Fairness. It sounds almost inhumane in today's entitlement cultural atmosphere for me to say it is a crock. But it is. God does not have the word in His vocabulary. It is in fact entirely a human constuct.
King Solomon was presented with a challenge. Two women came to him, each claiming that a certain baby was theirs. Solomon listened as each gal told her story in turn. He thought a minute, then called for the baby to be divided in half. Yeah! Half and half! Even-Steven! Halfsies! Fifty-fifty. Sounds fair, right? But wait! This is a baby! Solomon, have you lost your mind!?
The account tells us Solomon had just been crowned. More importantly, and interestingly, we read that he had just prayed to God for wisdom.
Then Solomon said, You have shown great lovingkindness to Your servant David my father, according as he walked before You in truth and righteousness and uprightness of heart toward You; and You have reserved for him this great lovingkindness, that You have given him a son to sit on his throne, as it is this day. Now, O Lord my God, You have made Your servant king in place of my father David, yet I am but a little child; I do not know how to go out or come in. Your servant is in the midst of Your people which You have chosen, a great people who are too many to be numbered or counted. So give Your servant an understanding heart to judge Your people to discern between good and evil. For who is able to judge this great people of Yours?
This is the first clue that Solomon was smarter than it seems. So hang on. The account seems a horrifying, arbitrary decision on the surface. But like so much truth, it's because we aren't looking beyond our feelings of disgust, ridicule and arrogance. But look at what Solomon said, and what the women did, afterward. It shows what was really going on.
Then the woman whose child was the living one spoke to the king, for she was deeply stirred over her son and said, Oh, my lord, give her the living child, and by no means kill him.
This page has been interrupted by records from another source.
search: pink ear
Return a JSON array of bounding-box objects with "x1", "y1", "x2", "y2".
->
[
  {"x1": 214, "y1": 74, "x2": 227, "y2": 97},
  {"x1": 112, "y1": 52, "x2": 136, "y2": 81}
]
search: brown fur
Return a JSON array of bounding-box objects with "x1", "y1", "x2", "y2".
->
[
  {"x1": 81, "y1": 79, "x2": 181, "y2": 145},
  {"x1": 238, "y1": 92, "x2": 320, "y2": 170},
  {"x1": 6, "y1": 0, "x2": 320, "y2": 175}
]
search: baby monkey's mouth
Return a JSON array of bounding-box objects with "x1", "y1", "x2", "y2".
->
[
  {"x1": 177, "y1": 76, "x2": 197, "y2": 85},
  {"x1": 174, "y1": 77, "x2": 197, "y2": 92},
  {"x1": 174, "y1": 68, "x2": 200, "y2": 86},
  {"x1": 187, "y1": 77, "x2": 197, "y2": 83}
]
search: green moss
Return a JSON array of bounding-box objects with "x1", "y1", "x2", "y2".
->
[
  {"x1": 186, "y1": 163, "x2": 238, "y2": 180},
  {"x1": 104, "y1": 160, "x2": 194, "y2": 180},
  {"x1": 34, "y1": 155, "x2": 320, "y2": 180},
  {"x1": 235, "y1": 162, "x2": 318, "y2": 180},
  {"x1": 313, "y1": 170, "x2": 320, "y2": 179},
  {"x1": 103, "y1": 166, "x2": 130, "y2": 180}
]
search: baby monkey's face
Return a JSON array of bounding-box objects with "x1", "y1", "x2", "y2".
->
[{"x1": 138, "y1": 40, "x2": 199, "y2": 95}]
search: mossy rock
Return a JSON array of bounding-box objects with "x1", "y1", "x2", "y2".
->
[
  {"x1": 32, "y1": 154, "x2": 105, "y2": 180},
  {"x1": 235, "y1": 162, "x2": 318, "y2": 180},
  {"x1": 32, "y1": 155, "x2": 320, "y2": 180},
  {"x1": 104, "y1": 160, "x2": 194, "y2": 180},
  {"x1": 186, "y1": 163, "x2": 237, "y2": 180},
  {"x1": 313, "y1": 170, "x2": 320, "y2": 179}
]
But the other said, He shall be neither mine nor yours; divide him! Then the king said, Give the first woman the living child, and by no means kill him. She is his mother.
So Solomon played a trick on the women? Not exactly. The false mother was on drugs? Nope. At least not the kind of drug you're thinking of. What Solomon did was capitilize on what was driving the lying woman, the false mother. She was a believer in fairness. Equality, if you like. Solomon knew one of the women was lying, and his ruse drew her out.
Now lest you think this simplistic, consider two things. First, the idea of fairness is always something that will be advantageous to one party but not to the other. And it always is feverishly sought on the part of the party that stands to gain, not the one who will lose. God does not deal with everyone the same. He loves all the same, but His orchestration of mens' lives, His gifts, all peoples' lots in life, are in His hands to do as He wishes, and unlike the ardent Socialist, God is not interested in equal distribution of anything except the opportunity to know Him. And second, look at what Scripture tells us about the outcome of Solomon's decision.
When all Israel heard of the judgment which the king had handed down, they feared the king, for they saw that the wisdom of God was in him to administer justice.
Well, the people didn't think it stupid. They saw it as very astute. I think they also understood the lesson. There is no such thing as fairness. Here's another quote, from Jesus, on the subject of fairness.
...do you suppose that those eighteen on whom the tower in Siloam fell and killed them were worse culprits than all the men who live in Jerusalem? I tell you, no, but unless you repent, you will all likewise perish.
In other words, don't ask why that happened, ask why it hasn't happened to you. You want fairness? Then you want more than what Jesus, the sinless one condemned for sin, got. You want more than His Father, God, bargained for when He planned from the foundation of the world to forgive His rebellious creatures. You don't want fairness, you want mercy. It's God's mercy that leads you to repentance.